Government officials often mention
Indonesia’s demographic bonus, due to the fact that 29 percent of the
population is aged under 15. This means that in 2020 to 2025, the majority of
the population will be of productive working age. But is that enough?
A friend of mine recently commented that he
thought the demographic bonus was public relations’ spin for a nation with an
inadequate health-care system, high levels of pollution, lack of education
regarding proper health and nutrition and workplace and roadway safety,
widespread corruption and an alarming rate of smokers, all of which contribute
to the “drop-off” rate of Indonesia’s aging population.
Exactly. Healthcare does not exist in a
vacuum. There are so many factors that contribute to it: poverty (28 million
below the poverty line), inadequate education and unsafe drinking water, which
is a major cause of diarrhea, contributing to the death of 31 percent of
children between one month to one year old and 25 percent of children between
one and four years. It is also been suggested that one third of children under
five have stunted growth due to malnutrition. So much for demographic bonus,
huh?
Incidences of both degenerative as well as
infectious diseases like HIV/AIDS, dengue fever, dengue haemoragghic fever
(DHF), malaria, avian flu and other animal to human diseases are still high and
continue to pose a significant threat to human health in Indonesia.
Furthermore, government policies are also
inconsistent. Take tobacco for example. The bill on tobacco control is still
seen as being on the side of the tobacco industry and 400,000 die each year
from smoking-related diseases (see “The new Marlboro country and a generation
lost in smoke(s)?” in The Jakarta Post, April 27).

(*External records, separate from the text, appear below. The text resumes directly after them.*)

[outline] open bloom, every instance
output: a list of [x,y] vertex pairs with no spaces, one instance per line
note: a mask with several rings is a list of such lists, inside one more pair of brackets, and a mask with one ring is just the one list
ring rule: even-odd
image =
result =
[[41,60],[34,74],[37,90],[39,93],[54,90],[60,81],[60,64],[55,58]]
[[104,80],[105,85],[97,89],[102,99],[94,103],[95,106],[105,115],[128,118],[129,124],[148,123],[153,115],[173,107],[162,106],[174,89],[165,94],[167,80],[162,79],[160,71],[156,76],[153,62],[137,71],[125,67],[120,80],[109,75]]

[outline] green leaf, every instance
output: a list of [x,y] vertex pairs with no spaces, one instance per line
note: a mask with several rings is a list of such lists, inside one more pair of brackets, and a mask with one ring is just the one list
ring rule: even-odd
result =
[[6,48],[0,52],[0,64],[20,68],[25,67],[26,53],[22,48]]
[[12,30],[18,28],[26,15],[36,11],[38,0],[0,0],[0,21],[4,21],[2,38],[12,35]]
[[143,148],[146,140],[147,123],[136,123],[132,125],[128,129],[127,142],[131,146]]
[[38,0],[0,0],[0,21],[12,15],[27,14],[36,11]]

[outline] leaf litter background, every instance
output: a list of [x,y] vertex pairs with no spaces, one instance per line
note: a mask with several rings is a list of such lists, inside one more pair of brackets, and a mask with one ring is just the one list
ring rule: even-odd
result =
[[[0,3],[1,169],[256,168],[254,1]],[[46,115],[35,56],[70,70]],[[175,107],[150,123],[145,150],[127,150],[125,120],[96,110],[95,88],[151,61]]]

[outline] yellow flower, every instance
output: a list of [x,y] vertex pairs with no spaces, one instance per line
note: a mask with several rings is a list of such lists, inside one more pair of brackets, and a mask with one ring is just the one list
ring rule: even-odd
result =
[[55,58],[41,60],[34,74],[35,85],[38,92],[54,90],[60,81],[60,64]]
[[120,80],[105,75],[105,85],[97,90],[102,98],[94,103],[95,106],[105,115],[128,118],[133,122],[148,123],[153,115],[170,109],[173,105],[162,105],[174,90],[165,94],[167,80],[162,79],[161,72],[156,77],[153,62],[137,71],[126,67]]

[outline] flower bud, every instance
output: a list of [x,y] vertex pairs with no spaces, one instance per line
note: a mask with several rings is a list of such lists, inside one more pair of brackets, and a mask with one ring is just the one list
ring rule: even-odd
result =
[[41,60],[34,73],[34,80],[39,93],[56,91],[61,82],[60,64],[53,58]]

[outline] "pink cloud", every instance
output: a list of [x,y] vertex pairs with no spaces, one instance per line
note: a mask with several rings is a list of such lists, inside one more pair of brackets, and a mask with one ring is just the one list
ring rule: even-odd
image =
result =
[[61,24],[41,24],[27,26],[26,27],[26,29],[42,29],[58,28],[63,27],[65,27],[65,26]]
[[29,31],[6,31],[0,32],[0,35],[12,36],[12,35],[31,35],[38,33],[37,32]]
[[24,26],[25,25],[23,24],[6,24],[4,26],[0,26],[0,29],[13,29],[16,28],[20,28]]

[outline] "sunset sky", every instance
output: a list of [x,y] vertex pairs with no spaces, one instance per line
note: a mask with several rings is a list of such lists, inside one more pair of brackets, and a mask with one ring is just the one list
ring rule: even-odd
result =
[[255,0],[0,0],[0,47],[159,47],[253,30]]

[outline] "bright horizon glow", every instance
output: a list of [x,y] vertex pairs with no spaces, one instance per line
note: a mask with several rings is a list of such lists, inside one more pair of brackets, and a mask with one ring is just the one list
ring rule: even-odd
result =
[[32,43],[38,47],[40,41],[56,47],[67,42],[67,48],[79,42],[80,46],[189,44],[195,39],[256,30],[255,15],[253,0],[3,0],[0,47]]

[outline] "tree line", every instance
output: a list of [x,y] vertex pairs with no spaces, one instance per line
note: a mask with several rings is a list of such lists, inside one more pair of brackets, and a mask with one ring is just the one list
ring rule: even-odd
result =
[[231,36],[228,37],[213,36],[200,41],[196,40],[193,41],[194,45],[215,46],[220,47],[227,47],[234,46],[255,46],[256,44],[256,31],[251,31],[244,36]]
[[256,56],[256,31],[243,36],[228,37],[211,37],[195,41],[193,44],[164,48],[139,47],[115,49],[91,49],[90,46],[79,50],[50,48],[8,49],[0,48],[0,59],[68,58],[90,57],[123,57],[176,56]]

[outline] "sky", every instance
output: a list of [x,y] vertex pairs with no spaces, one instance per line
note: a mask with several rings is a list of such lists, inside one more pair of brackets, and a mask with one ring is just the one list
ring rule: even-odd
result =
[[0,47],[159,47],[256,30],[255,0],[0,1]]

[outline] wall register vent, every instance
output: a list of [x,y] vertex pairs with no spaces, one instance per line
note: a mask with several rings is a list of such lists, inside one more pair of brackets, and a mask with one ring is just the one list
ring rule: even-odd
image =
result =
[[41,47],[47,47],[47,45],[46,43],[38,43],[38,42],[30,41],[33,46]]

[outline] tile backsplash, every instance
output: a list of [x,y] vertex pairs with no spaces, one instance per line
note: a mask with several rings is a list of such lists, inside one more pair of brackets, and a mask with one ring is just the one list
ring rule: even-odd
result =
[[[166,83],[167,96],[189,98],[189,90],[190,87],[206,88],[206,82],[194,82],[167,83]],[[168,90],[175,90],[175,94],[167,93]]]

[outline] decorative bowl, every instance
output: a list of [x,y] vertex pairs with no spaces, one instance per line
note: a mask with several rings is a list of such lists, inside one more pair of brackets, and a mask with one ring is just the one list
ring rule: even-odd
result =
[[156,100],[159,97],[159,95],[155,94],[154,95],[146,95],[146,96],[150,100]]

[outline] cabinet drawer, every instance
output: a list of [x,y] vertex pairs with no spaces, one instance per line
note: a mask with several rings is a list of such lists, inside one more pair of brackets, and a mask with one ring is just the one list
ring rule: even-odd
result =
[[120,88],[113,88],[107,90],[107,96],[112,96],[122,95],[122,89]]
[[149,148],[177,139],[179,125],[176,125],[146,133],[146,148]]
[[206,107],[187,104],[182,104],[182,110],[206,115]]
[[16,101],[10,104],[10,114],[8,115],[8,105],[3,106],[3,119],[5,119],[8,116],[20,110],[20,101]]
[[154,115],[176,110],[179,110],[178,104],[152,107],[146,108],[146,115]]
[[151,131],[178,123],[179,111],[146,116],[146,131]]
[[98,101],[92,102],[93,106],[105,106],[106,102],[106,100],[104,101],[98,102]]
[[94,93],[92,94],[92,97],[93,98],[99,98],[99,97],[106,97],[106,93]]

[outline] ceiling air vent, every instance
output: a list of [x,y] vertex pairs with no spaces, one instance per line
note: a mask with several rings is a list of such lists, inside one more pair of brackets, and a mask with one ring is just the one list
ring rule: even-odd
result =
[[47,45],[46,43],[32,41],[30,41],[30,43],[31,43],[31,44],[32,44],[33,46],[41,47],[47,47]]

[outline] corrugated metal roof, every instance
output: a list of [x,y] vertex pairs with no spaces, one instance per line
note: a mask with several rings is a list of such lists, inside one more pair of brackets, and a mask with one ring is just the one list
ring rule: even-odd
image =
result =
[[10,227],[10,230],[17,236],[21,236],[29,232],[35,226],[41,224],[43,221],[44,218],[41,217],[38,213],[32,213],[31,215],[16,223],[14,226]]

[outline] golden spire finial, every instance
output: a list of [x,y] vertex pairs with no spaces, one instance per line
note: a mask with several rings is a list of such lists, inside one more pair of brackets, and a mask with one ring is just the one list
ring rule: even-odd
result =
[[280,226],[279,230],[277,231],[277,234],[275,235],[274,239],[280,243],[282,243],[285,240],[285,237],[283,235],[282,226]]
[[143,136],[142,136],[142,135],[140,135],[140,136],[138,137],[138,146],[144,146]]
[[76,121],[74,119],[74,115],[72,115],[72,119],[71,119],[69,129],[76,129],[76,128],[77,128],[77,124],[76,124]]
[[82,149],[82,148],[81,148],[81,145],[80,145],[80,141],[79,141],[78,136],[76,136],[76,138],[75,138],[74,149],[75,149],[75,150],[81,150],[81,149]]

The government says it intends to increase
its health expenditure to 12 percent, reaching US$46 billion per year by 2019.
It is also true that since 2010, about 56 percent of Indonesians have had some
sort of health coverage, and in 2014 the Jaminan Kesehatan Masyarakat (JKN) was
launched to implement universal health care.
But unless it does not improve the overall
conditions that my friend mentioned, it will be money and effort poorly spent.
Now that Obama is nearing the end of his
eight-year presidency, perhaps we could ask him to come to the land where he
spent four years of his childhood, to help with Indonesia’s health system.
In fact, maybe he could be an informal
vice-president to his pal and lookalike (!) Joko “Jokowi” Widodo to help run
the country — minus drones of course! We would welcome him with all the hugs
that he wants and they would not be politically symbolic!